TLS issues are notoriously difficult to debug. I’m unaware of any shortcut here.
If I change TLS configuration here to

tls:
        internode:
            server:
                requireClientAuth: true
                certFile: /etc/temporal/config/certs/cluster/internode/cluster-internode.pem
                keyFile: /etc/temporal/config/certs/cluster/internode/cluster-internode.key
                clientCaFiles:
                    - /etc/temporal/config/certs/cluster/ca/server-intermediate-ca.pem
            client:
                serverName: internode.cluster-x.contoso.com
                rootCaFiles:
                    - /etc/temporal/config/certs/cluster/ca/server-intermediate-ca.pem
        frontend:
            server:
                requireClientAuth: true
                certFile: /etc/temporal/config/certs/cluster/internode/cluster-internode.pem
                keyFile: /etc/temporal/config/certs/cluster/internode/cluster-internode.key
                clientCaFiles:
                    - /etc/temporal/config/certs/cluster/ca/server-intermediate-ca.pem            
        systemWorker:
            certFile: /etc/temporal/config/certs/cluster/internode/cluster-internode.pem
            keyFile: /etc/temporal/config/certs/cluster/internode/cluster-internode.key
            client:
                serverName: internode.cluster-x.contoso.com
                rootCaFiles:
                    - /etc/temporal/config/certs/cluster/ca/server-intermediate-ca.pem

I’m able to start Temporal with bash start-temporal.sh (after generating certs with bash generate-cert.sh), and I see in the server log

"temporal-sys-history-scanner-workflow workflow successfully started","service":"worker","logging-call-at":"scanner.go:186"

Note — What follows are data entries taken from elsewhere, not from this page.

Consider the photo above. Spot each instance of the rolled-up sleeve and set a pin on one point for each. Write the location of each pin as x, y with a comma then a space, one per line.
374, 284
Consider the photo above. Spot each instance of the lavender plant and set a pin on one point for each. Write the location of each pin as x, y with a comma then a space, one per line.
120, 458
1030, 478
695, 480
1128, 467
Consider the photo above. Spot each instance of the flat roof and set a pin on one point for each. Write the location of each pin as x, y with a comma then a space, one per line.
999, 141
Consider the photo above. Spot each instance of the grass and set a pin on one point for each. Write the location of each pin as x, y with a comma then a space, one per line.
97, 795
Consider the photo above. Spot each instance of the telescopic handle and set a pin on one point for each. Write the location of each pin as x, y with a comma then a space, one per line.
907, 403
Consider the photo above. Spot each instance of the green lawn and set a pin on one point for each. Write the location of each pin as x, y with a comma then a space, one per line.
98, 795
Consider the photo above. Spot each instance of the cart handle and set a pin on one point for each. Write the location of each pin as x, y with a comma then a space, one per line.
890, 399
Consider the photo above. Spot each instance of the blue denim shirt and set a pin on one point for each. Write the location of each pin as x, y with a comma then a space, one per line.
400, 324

If I remove the systemWorker: section, Temporal is failing to start with the following error in the log, as expected.

"error starting scanner","service":"worker","error":"context deadline exceeded","logging-call-at":"service.go:242"

That’s why I suggested above to add a systemWorker: section to your config.
I wonder what’s the delta between my config and yours. I’m not seeing any. Even if I add (unnecessary with systemWorker:) client: section within frontend:, Temporal still starts fine for me.

Did you get this to work? I also enable MTLS and see the workers crashing with “error starting scanner”/“context deadline exceeded”. I only configured the server frontend (no internode), similar to

tls:
  frontend:
      server:
          requireClientAuth: true
          certFile: /certs/tls.crt
          keyFile: /certs/tls.key
          clientCaFiles:
            - /certs/ca.crt

I did get it to work - found some important info here: Configure the Temporal Server | Temporal Documentation


Note: In the case that client authentication is enabled, the internode.server certificate is used as the client certificate among services. This adds the following requirements:

The internode.server certificate must be specified on all roles, even for a frontend-only configuration.

Internode server certificates must be minted with either no Extended Key Usages or both ServerAuth and ClientAuth EKUs.

If your Certificate Authorities are untrusted, such as in the previous example, the internode server Ca will need to be specified in the following places:

internode.server.clientCaFiles

internode.client.rootCaFiles

frontend.server.clientCaFiles

and also this (cant remember where i saw is):


`client.serverName` - The server name that is validated against the server's certificate. Because Temporal connects via IP addresses and the ip addresses are ephemeral in kubernetes, we MUST set this value and it MUST match a name in the DNS section of the certificates for the relevant services.

In my case, I had to add a DNS name in my certs for the history and matching servers that matched the internode.client.serverName setting. Hope this helps…

2 Likes

Thank you so much! That helps a great deal and I suspect you saved me quite a bit of time. I think I recall reading that section now.